Unfortunately, much of Kingsley’s private life remains unknown, despite the diligent research of Malhotra and Isitt.  As a result, the authors frequently speculate, including about Kingsley’s “closeted” attitude toward his disability.  Kingsley did not talk about his accident, sometimes passing as able-bodied.  The reader is provided with answers on the fate of Kingsley’s wife and children, however, and valuable insights are garnered from brief testimonials by socialist friends.  Also revealing is Alexander Maitland Stephen’s The Gleaming Archway, a historical novel set in BC and published in 1929.  A lively character, Tacey, a socialist amputee who edits a newspaper, is undoubtedly based on Kingsley.  His driving will was “…tempered by a great kindliness and was rendered strong by loneliness which sought refuge in incessant action.” (40)

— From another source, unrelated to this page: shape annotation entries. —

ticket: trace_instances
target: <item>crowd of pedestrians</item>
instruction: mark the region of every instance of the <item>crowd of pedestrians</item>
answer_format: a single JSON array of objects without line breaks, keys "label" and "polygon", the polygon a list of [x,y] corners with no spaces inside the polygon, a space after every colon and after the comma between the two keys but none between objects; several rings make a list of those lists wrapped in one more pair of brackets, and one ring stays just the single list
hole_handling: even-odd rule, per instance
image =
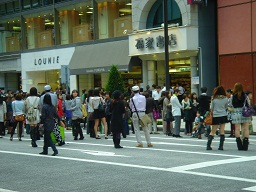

Kingsley did not appear to have a romantic relationship as the authors make clear more than once.  A depiction of Vancouver’s bachelor scene comprised in part of seasonal labourers, adventurers, and drifters, could add a dimension to the portrait.  Would he have frequented the many workingmen’s pubs and dined out in cafes?  As for Kingsley’s physical well-being, would a city hospital—or veteran’s hospital—provide medical services if he required occasional assistance because of his disability?  Tracing details about Kingsley’s socialist comrades, such as Wallis Lefeaux, could also shed more light.  For instance, Lefeaux ran for political office on the socialist ticket multiple times starting in 1907 and was finally elected to the BC legislature in 1941.  Had Kingsley’s persistence in electoral politics influenced Lefeaux?

The E.T. Kingsley Historical Archive, (www.abletolead.ca), a website curated and launched by the authors, opens the door to further research on the people and themes in this book.  Despite Kingsley’s intensely private nature, the authors succeed in providing original research on pieces of his personal life and a great deal more on his public contributions.  Kingsley displayed a life of courage on many levels following his life-altering workplace accident.  His energetic political activism gave working people a much-needed champion at a time of rampant exploitation and few social safety nets.  The authors’ focus on this historical figure enriches and widens the lens on BC’s history.

Publication Information

Malhotra, Ravi and Benjamin Isitt. Able to Lead: Disablement, Radicalism, and the Political Life of E.T. Kingsley. Vancouver: UBC Press. 2021. 374 pp. $34.95 paper.